A budget proposal purporting to be from Paul Ryan, and which was overly-draconian in its cuts to the poor, elderly and needy, was released on April 1 and largely perceived to be an April Fools Day joke. Unfortunately, it turned out to be the real thing.
The suggested budget is now basically the official Republican proposal. Like all budgets, this one is convoluted in its minutiae, so the simplest way to summarize it is -- envision any service to the poor and eliminate it. Then, envision any benefits to the wealthy, and increase it. Okay, you now understand the Ryan budget.
I'm not being all that facetious.
It repeals the Affordable Care Act. That eliminates $2 trillion.
It privatizes Medicare. Another huge "savings."
It restructures Medicaid and lessens block grants, cutting $732 billion.
It cuts $125 billion over a decade from SNAP food stamps.
It cuts spending on housing subsidies, anti-poverty programs, child tax credits, income assistance to families in need, and cuts in education to Pell Grants, eliminating another almost-$1 trillion.
There are, however, some increases, like $43 billion to defense spending, even though the Pentagon hasn't requested any increase.
And there's good news for lovers of tax cuts -- albeit for the top income brackets and corporate rates.
Again, I'm serious about this.

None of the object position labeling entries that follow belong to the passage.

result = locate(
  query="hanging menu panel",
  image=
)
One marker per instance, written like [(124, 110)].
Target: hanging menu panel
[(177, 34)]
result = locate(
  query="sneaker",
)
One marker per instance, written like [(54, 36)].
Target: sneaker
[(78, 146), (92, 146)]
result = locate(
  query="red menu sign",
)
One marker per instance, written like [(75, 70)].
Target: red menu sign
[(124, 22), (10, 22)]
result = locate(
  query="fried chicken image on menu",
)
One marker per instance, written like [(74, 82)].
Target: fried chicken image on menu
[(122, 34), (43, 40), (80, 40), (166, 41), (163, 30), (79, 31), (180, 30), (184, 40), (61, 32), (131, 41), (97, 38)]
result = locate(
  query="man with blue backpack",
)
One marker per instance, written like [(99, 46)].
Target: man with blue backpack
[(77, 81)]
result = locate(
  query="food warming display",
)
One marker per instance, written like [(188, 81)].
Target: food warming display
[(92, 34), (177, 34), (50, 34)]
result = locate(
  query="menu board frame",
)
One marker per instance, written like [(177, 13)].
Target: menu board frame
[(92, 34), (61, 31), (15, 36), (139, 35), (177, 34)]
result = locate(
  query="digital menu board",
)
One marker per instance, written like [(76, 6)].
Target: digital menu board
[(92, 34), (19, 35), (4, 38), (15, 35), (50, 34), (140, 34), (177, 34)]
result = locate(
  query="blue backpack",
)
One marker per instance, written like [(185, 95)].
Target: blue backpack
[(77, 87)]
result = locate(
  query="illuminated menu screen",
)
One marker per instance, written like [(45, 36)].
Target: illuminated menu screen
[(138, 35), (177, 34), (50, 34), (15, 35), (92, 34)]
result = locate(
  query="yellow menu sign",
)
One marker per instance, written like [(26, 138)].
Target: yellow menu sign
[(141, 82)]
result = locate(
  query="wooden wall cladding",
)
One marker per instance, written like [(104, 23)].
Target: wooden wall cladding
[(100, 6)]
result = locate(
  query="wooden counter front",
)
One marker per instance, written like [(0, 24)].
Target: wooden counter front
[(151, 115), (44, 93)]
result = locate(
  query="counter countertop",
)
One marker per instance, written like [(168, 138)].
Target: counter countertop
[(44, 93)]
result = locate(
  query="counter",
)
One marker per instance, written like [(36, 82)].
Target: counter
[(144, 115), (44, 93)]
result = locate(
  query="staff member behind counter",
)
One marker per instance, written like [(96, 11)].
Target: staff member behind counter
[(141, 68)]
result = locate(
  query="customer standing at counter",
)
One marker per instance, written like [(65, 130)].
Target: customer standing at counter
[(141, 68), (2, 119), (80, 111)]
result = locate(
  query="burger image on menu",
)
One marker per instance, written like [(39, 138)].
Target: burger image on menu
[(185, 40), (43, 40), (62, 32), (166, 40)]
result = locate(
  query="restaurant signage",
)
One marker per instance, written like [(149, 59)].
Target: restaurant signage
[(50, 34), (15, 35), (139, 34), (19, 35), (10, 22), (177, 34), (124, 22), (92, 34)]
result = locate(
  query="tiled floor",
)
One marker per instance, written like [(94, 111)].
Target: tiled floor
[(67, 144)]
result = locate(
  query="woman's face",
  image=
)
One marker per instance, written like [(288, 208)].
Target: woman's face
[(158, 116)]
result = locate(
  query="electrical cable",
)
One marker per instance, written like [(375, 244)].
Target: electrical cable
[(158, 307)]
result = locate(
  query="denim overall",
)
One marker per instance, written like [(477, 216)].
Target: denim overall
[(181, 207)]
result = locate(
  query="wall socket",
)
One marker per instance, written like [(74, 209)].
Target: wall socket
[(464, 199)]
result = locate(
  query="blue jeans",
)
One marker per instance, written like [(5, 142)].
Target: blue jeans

It was not an April Fools Day joke.
Mind you, the good thing about this proposal is that Paul Ryan has at least clarified for the American public with specifics the reasons his former running mate Mitt Romney said that 47% was never going to vote for them.
The only remaining question though, after seeing this budget proposal, is why 52 of the remaining 53% would now vote for them either. This does assume they care about the needy, elderly, children, and those sick. Yes, yes, I know that one presumes conservatives do not, although that's an unfair assumption -- after all, so many of the far right overlap with the religious right, so you have to figure that they actually do believe in the precepts of Jesus Christ as they so often proclaim.

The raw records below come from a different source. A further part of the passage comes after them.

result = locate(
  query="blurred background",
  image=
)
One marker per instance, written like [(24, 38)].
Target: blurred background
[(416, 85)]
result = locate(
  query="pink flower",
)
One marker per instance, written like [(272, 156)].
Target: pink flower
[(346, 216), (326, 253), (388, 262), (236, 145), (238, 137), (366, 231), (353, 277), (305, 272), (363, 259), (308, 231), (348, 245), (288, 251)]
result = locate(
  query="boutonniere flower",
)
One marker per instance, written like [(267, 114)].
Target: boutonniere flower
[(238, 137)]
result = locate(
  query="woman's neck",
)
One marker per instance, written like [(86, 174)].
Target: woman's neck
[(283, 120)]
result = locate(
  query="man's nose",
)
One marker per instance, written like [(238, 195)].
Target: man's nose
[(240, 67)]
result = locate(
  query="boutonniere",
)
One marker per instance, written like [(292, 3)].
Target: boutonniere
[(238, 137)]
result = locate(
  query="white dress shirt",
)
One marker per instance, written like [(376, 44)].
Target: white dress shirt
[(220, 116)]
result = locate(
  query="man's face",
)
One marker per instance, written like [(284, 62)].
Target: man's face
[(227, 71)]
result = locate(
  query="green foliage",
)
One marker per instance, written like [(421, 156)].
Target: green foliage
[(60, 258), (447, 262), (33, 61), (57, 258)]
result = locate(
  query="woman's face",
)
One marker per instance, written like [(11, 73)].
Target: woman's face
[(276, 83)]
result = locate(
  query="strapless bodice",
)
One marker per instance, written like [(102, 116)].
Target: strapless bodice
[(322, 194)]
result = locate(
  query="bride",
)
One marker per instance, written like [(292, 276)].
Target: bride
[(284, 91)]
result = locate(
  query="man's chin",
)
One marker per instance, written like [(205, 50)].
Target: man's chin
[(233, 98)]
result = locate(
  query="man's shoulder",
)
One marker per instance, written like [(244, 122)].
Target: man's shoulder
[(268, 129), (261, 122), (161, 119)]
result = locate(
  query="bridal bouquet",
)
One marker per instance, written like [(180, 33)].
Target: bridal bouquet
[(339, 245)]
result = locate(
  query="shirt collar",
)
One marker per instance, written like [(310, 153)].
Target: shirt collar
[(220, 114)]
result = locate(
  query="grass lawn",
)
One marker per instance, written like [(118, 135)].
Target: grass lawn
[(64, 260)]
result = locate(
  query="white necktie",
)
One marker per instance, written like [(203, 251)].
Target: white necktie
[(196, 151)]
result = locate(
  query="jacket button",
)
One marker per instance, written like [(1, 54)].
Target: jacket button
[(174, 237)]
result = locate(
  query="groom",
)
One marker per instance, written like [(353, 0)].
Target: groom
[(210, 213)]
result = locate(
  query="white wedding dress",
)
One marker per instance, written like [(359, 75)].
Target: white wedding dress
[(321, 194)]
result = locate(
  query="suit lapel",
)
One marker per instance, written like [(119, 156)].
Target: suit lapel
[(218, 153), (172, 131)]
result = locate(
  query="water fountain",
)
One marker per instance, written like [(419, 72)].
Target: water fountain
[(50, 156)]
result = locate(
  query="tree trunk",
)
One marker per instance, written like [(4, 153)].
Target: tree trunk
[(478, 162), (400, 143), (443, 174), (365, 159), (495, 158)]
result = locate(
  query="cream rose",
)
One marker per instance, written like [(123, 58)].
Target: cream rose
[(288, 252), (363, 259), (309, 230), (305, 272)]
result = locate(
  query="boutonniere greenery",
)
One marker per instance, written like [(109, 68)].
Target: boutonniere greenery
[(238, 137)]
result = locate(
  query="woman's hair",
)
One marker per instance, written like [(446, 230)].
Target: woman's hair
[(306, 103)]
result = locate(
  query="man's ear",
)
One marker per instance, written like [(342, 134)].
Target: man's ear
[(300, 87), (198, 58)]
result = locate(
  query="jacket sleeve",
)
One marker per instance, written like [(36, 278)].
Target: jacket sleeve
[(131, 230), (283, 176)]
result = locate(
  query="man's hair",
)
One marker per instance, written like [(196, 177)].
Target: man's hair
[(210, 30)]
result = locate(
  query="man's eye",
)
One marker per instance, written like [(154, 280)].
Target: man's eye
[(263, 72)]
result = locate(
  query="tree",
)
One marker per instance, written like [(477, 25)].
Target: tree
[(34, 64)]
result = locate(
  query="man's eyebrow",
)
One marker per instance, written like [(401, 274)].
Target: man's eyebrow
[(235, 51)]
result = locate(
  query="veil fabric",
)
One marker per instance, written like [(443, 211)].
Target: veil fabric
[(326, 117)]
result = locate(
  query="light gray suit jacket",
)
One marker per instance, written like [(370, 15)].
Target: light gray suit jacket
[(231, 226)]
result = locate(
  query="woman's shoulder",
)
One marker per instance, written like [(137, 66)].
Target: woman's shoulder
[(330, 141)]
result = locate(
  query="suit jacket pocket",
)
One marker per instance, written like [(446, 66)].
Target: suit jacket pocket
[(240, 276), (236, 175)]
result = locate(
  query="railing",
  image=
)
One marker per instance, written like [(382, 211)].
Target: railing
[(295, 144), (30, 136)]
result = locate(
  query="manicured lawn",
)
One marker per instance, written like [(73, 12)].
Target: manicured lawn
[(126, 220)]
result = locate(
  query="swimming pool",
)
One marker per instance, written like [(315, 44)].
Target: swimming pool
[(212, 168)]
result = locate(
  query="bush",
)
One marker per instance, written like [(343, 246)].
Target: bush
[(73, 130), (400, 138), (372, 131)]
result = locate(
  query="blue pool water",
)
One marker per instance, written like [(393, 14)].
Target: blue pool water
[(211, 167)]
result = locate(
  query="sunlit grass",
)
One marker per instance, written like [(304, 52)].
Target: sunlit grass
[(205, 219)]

You also have to figure that far more people are negatively impacted by these spending cuts than those who benefit from the high-end tax cuts, corporate tax cuts and defense increases. But then, one of the inexplicable miracles of the past half-century has been how the GOP has convinced so many people to vote against their own self-interests.
Still, this budget is pretty easy to follow and makes awfully clear what Republican policies truly are, despite the lip service they pay to people in need. It's all there in black and white.
Though mostly in white.
Robert J. Elisberg is a political commentator, screenwriter, novelist, tech writer and also some other things that I just tend to keep forgetting.